Tyler Perry’s ‘Madea’ tops Cruise’s ‘Jack Reacher’ sequel

In this image released by Lionsgate, Tyler Perry portrays Madea in a scene from, "Tyler Perry's Boo! A Madea Halloween." (Daniel McFadden/Lionsgate via AP)
In this image released by Lionsgate, Tyler Perry portrays Madea in a scene from, "Tyler Perry's Boo! A Madea Halloween." (Daniel McFadden/Lionsgate via AP)

LOS ANGELES (AP) — Tyler Perry bested Tom Cruise at the box office this weekend.

Perry’s “Boo! A Madea Halloween” opened in the top spot with an estimated $27.6 million, edging Cruise’s “Jack Reacher: Never Go Back” into second place according to studio estimates Sunday.

It’s the third best opening for a “Madea” movie, behind “Madea Goes to Jail” and “Madea’s Family Reunion” and a sign of the character’s longstanding appeal to audiences.

To market the film, which reportedly cost $20 million to produce, Lionsgate leveraged the social media audiences of Perry and his cast as well as promotional videos like one featuring Jimmy Fallon as Trump alongside Madea that ended up going viral.

“Tyler Perry is a movie star. Tyler Perry is a mogul. The Madea character has provided box office dividends for years. It’s a perfect combination, Madea and Halloween right before Halloween,” said comScore senior media analyst Paul Dergarabedian.

That timing, along with the promising A CinemaScore, should bode well for the film’s second weekend over Halloween.

“A Madea Halloween” proved to be the strongest of the slew of sequels this weekend, topping even the star power of Tom Cruise, whose “Jack Reacher: Never Go Back” took in $23 million for Paramount Pictures.

It’s a far cry from Cruise’s successes with the “Mission: Impossible” movies for Paramount, but it did do significantly better than the first “Jack Reacher,” which opened right before Christmas in 2012 to $15.2 million. That film went on to gross $80.1 million domestically and $218.3 globally.
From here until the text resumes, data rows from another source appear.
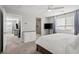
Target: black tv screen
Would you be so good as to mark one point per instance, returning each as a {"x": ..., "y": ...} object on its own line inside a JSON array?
[{"x": 48, "y": 26}]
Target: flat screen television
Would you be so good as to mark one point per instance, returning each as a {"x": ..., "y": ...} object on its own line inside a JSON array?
[{"x": 48, "y": 25}]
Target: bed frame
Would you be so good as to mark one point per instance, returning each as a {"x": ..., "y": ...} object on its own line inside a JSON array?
[{"x": 42, "y": 50}]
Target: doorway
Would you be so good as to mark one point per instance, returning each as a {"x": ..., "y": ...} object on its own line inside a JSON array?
[
  {"x": 1, "y": 31},
  {"x": 38, "y": 27}
]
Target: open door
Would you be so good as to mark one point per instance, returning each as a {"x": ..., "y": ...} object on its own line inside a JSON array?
[
  {"x": 38, "y": 27},
  {"x": 1, "y": 31}
]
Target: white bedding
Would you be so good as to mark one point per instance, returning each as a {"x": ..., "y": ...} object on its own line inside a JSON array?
[{"x": 56, "y": 43}]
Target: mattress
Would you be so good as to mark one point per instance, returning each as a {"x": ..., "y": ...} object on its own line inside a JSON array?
[{"x": 56, "y": 43}]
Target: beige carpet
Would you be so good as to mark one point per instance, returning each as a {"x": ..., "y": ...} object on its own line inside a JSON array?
[{"x": 14, "y": 45}]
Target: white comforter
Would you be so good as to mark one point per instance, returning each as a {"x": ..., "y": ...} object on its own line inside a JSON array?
[{"x": 57, "y": 43}]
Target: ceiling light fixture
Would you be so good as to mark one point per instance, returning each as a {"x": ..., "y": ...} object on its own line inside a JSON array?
[{"x": 50, "y": 8}]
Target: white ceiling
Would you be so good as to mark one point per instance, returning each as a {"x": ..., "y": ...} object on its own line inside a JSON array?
[{"x": 36, "y": 10}]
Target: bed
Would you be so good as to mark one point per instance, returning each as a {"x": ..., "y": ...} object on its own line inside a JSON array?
[{"x": 55, "y": 43}]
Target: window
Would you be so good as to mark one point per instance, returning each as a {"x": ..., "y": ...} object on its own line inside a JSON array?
[{"x": 65, "y": 23}]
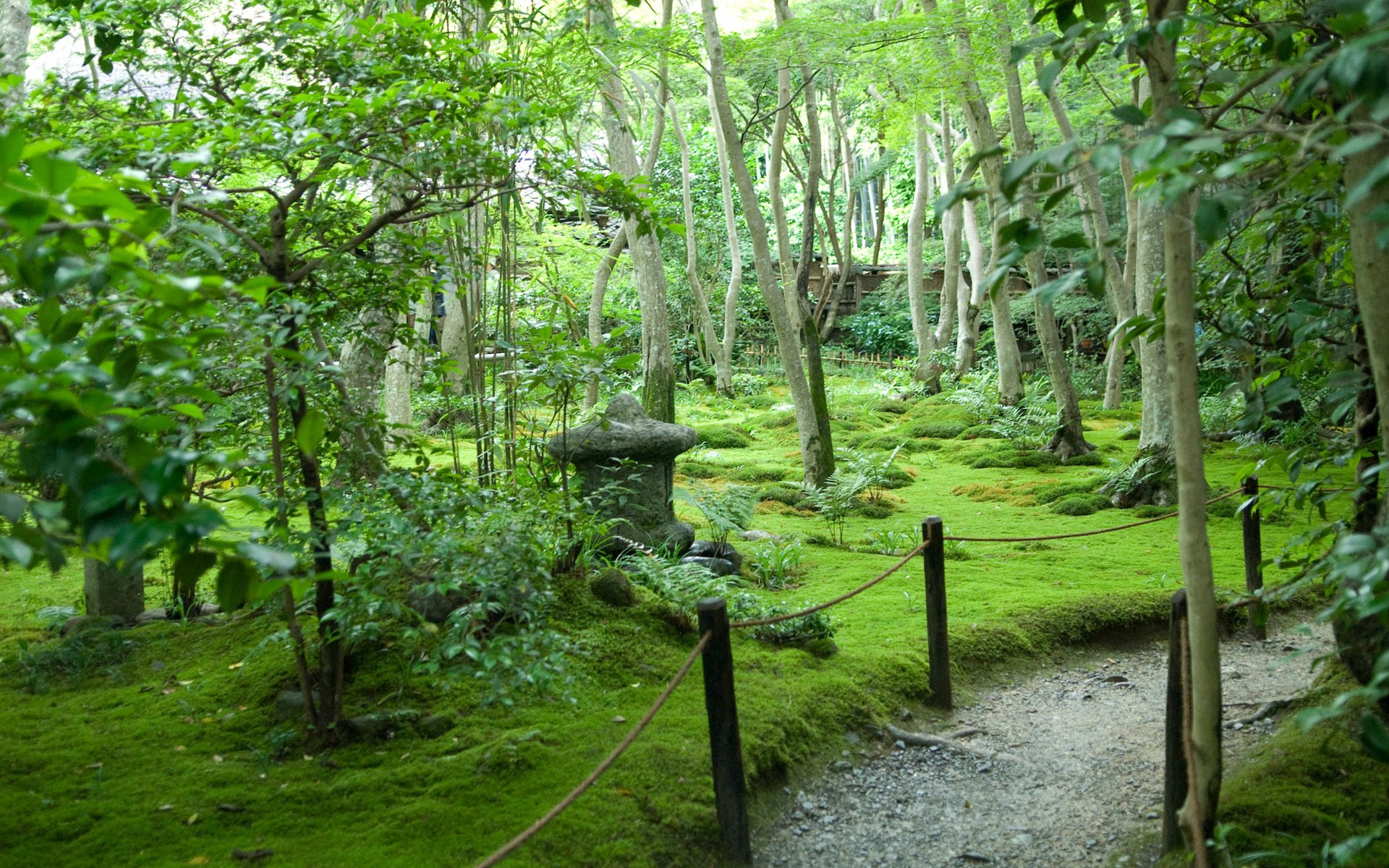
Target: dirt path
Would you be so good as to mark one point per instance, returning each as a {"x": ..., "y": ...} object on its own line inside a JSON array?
[{"x": 1089, "y": 736}]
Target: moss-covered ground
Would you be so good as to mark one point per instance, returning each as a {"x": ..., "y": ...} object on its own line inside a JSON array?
[{"x": 158, "y": 747}]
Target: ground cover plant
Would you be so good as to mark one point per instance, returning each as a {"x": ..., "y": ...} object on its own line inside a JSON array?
[{"x": 196, "y": 700}]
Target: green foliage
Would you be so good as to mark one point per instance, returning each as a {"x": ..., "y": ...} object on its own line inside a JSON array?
[
  {"x": 724, "y": 510},
  {"x": 723, "y": 436},
  {"x": 777, "y": 564},
  {"x": 835, "y": 499}
]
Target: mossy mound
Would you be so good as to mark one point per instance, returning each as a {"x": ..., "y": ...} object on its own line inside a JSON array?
[
  {"x": 1303, "y": 789},
  {"x": 700, "y": 469},
  {"x": 723, "y": 436},
  {"x": 938, "y": 430},
  {"x": 980, "y": 433},
  {"x": 1014, "y": 459},
  {"x": 756, "y": 472},
  {"x": 778, "y": 418}
]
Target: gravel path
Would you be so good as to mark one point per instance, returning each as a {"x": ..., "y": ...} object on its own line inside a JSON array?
[{"x": 1088, "y": 731}]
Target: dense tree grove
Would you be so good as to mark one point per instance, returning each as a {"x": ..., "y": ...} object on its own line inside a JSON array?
[{"x": 258, "y": 260}]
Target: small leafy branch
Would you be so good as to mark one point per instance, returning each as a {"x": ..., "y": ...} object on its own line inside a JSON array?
[
  {"x": 724, "y": 510},
  {"x": 836, "y": 498}
]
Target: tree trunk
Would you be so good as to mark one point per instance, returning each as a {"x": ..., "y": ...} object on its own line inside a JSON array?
[
  {"x": 1069, "y": 439},
  {"x": 1372, "y": 264},
  {"x": 647, "y": 265},
  {"x": 723, "y": 367},
  {"x": 972, "y": 296},
  {"x": 1180, "y": 256},
  {"x": 1118, "y": 294},
  {"x": 396, "y": 382},
  {"x": 363, "y": 365},
  {"x": 14, "y": 48},
  {"x": 953, "y": 229},
  {"x": 916, "y": 264},
  {"x": 817, "y": 454}
]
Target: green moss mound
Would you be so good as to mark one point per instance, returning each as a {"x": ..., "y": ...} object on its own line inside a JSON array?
[
  {"x": 1303, "y": 789},
  {"x": 931, "y": 428},
  {"x": 1074, "y": 504},
  {"x": 756, "y": 472},
  {"x": 723, "y": 436}
]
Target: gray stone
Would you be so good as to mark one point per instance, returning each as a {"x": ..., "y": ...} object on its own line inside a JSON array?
[
  {"x": 714, "y": 564},
  {"x": 289, "y": 706},
  {"x": 371, "y": 727},
  {"x": 435, "y": 606},
  {"x": 114, "y": 590},
  {"x": 90, "y": 623},
  {"x": 720, "y": 550},
  {"x": 613, "y": 588},
  {"x": 628, "y": 449}
]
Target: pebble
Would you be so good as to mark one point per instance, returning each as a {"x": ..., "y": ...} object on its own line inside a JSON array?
[{"x": 1091, "y": 744}]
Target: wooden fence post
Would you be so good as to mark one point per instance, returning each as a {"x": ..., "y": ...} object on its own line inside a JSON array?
[
  {"x": 1253, "y": 561},
  {"x": 724, "y": 744},
  {"x": 1174, "y": 780},
  {"x": 938, "y": 635}
]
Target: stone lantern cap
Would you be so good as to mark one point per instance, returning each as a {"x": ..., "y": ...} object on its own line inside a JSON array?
[{"x": 623, "y": 433}]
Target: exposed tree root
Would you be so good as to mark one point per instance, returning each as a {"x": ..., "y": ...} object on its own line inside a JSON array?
[{"x": 951, "y": 742}]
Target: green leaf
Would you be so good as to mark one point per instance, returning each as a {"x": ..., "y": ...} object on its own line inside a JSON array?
[
  {"x": 27, "y": 214},
  {"x": 13, "y": 506},
  {"x": 1374, "y": 736},
  {"x": 1129, "y": 114},
  {"x": 16, "y": 550},
  {"x": 309, "y": 434},
  {"x": 191, "y": 567},
  {"x": 1095, "y": 10}
]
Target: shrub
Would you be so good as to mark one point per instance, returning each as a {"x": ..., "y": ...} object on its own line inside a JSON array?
[
  {"x": 755, "y": 472},
  {"x": 699, "y": 469},
  {"x": 726, "y": 510},
  {"x": 1074, "y": 504},
  {"x": 777, "y": 563},
  {"x": 723, "y": 436},
  {"x": 816, "y": 626}
]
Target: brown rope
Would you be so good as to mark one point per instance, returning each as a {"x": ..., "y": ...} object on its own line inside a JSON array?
[
  {"x": 1038, "y": 539},
  {"x": 602, "y": 767},
  {"x": 836, "y": 600}
]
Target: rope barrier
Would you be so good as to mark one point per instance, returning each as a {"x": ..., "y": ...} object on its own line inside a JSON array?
[
  {"x": 1038, "y": 539},
  {"x": 602, "y": 767},
  {"x": 836, "y": 600}
]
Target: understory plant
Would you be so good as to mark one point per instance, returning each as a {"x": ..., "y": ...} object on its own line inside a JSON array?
[
  {"x": 724, "y": 510},
  {"x": 835, "y": 499},
  {"x": 777, "y": 563}
]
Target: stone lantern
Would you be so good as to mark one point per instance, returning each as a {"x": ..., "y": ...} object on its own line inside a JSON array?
[{"x": 629, "y": 449}]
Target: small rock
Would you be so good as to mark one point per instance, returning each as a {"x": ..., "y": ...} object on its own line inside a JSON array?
[
  {"x": 434, "y": 726},
  {"x": 717, "y": 566},
  {"x": 613, "y": 588}
]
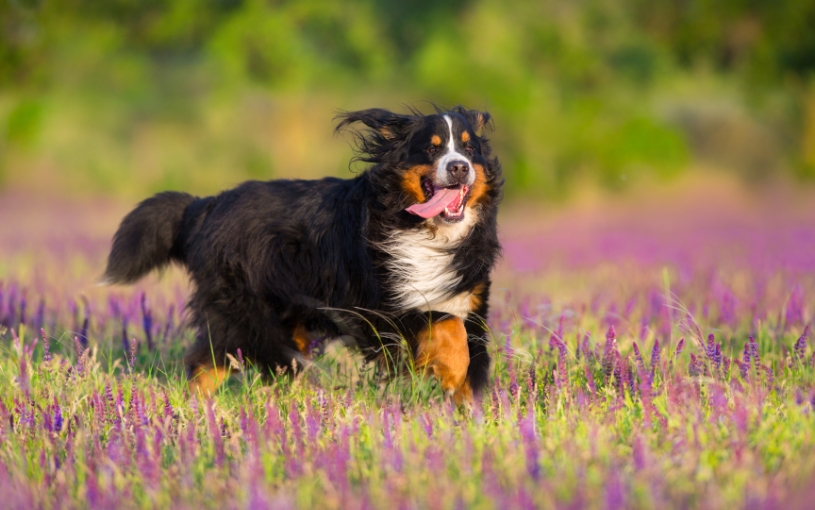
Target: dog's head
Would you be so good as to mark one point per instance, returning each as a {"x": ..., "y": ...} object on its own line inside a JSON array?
[{"x": 438, "y": 167}]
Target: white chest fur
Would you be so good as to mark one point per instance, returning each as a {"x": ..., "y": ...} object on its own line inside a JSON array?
[{"x": 422, "y": 264}]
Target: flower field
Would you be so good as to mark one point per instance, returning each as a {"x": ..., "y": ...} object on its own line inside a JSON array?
[{"x": 646, "y": 355}]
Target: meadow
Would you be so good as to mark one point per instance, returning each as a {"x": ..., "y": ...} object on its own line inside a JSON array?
[{"x": 647, "y": 353}]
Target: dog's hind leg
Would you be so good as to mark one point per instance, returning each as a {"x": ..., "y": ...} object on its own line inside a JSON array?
[
  {"x": 441, "y": 347},
  {"x": 206, "y": 378}
]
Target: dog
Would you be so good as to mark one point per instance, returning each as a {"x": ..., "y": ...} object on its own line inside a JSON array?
[{"x": 399, "y": 255}]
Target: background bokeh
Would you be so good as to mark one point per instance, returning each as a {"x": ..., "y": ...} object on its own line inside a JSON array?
[{"x": 122, "y": 98}]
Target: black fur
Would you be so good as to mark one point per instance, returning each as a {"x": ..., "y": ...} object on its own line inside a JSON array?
[{"x": 267, "y": 257}]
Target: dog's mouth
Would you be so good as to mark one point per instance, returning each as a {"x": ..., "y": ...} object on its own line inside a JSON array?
[{"x": 447, "y": 202}]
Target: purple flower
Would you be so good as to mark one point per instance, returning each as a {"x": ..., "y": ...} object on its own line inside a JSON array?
[
  {"x": 801, "y": 345},
  {"x": 655, "y": 361},
  {"x": 744, "y": 366},
  {"x": 147, "y": 322},
  {"x": 610, "y": 353},
  {"x": 46, "y": 349},
  {"x": 57, "y": 419}
]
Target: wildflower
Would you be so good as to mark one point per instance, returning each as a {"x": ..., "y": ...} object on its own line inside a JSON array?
[
  {"x": 609, "y": 352},
  {"x": 655, "y": 361},
  {"x": 695, "y": 367},
  {"x": 801, "y": 345},
  {"x": 147, "y": 322},
  {"x": 46, "y": 356},
  {"x": 744, "y": 366},
  {"x": 57, "y": 419}
]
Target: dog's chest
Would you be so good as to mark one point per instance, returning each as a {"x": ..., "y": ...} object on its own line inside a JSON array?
[{"x": 422, "y": 265}]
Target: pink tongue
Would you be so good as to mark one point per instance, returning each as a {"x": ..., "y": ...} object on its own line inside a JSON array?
[{"x": 442, "y": 197}]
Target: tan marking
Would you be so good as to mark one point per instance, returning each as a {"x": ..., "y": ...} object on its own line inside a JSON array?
[
  {"x": 207, "y": 379},
  {"x": 302, "y": 339},
  {"x": 443, "y": 349},
  {"x": 479, "y": 122},
  {"x": 480, "y": 187},
  {"x": 464, "y": 394},
  {"x": 412, "y": 181},
  {"x": 477, "y": 297}
]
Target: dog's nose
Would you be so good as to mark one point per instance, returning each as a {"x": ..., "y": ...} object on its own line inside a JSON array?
[{"x": 458, "y": 170}]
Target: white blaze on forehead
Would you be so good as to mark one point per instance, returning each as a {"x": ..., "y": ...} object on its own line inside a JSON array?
[{"x": 452, "y": 154}]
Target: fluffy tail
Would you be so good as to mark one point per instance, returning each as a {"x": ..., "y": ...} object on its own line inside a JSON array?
[{"x": 148, "y": 238}]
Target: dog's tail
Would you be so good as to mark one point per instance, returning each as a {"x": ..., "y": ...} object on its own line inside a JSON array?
[{"x": 148, "y": 238}]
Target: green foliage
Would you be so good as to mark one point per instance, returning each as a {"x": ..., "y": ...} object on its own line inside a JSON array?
[{"x": 578, "y": 89}]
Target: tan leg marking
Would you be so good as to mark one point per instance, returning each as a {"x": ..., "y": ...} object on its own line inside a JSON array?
[
  {"x": 207, "y": 379},
  {"x": 443, "y": 349},
  {"x": 302, "y": 340},
  {"x": 477, "y": 297}
]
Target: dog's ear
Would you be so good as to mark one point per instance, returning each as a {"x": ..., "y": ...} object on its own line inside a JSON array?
[
  {"x": 391, "y": 126},
  {"x": 477, "y": 119}
]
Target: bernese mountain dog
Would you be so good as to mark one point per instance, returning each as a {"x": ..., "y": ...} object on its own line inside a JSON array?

The sequel, directed by Edward Zwick and costing $60 million, will also likely be making the bulk of its money from international audiences.

Coming in third this weekend was the horror prequel “Ouija: Origin of Evil” with $14.1 million — just the latest in a string of highly fruitful and modestly budgeted horror pics this year, including “The Conjuring 2,” ”Don’t Breathe” and “Light’s Out.”

Holdovers “The Accountant” and “The Girl on the Train” rounded out the top five with $14 million and $7.3 million.

Less successful was 20th Century Fox’s comedy “Keeping Up with the Joneses,” which launched with a tepid $5.6 million. The film, starring Isla Fisher and Zack Galifianakis as a pair of boring suburbanites intrigued by the arrival of a glamourous new couple played by Jon Hamm and Gal Gadot was savaged by critics.

In limited release, the critically acclaimed coming-of-age drama “Moonlight” got off to a robust start in four theaters with $414,740 and many sell-out showings. It’s a massive result for a film with no big stars and a fairly unknown director in Barry Jenkins.

“That’s an Oscar movie to look out for. It’s going to be on everyone’s Oscar radar now,” said Dergarabedian. “Moonlight” will be expanding in the coming weeks.

Michael Moore’s surprise documentary “Michael Moore In TrumpLand” also raked in $50,200 from two theaters this weekend.

Overall, it’s the first “up” weekend at the box office in over a month. Dergarabedian noted that it’s an interesting market for films right now, which have a lot of competition in theaters in addition to the distraction of the election.

“There’s a lot going on, but this is a good weekend,” he said.